One of the hardest things in life is having words in your heart that you can't utter. --James Earl Jones
I've been having really awful dreams. Vile nightmares, about the disgusting rat bastard that was my father, and the things he used to do. In the dreams, I am also trying (and failing) to protect my sister from either knowing what is happening to me, or from being hurt herself. I wake up feeling dirty, frustrated, and ashamed, composing hate-mail in my mind.
My response is appropriate. Those feelings are normal and I was not allowed to feel them for many years. And if they are coming up now, it's because some part of me wants to process it and get it out. Some part of me thinks I'm ready. But the rest of me doesn't. The rest of me thinks I will never be ready because this stuff is the ugliest and most repulsive stuff on the planet and I'd rather just pretend it's not there, that it was never there. But I know that it is.

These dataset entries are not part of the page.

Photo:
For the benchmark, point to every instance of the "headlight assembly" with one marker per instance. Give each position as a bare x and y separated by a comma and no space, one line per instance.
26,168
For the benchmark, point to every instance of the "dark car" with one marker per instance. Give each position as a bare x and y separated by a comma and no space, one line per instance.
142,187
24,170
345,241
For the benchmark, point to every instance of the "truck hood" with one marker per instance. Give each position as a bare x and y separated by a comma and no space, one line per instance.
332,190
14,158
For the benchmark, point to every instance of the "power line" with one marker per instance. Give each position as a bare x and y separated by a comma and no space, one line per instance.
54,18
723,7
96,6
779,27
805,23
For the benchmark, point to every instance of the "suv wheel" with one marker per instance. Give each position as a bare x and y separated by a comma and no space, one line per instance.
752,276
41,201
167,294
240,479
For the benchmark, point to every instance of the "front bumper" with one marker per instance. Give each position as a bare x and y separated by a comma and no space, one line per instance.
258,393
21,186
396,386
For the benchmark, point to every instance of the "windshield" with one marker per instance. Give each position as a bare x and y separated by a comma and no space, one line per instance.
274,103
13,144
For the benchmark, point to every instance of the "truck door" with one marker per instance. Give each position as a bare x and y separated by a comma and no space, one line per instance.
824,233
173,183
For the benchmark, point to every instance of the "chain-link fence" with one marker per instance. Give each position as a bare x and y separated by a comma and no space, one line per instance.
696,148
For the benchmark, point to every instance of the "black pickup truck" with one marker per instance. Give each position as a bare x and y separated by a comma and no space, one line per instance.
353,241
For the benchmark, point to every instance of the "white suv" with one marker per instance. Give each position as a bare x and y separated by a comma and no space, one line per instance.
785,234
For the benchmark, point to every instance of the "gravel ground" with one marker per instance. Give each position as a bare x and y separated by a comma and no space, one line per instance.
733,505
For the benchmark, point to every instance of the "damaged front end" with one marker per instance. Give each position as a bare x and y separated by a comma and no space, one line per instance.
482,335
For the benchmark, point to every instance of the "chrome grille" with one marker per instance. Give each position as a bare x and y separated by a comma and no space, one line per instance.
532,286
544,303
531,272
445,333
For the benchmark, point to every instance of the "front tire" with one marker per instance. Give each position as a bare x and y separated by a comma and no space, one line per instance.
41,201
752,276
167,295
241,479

Perhaps I should give in. No one wants to be miserable, so this is a difficult decision to make. But. Right now, I don't have a lot of serious commitments. I work a shitty retail job where I am, as per usual, underappreciated. I'm not back in school yet. I'm not married. This is as good a time as any to fall apart for awhile. To be gentle with myself, not expect too much. Because. You know. After all.
I am so sick of this cycle, though. I always think I've made some progress, I feel good for a little while, and then... and then the dreams come back. I can only hope that the nightmares and the nausea and the helpless rage will become less and less frequent as time goes by, and I allow it to surface and leave me.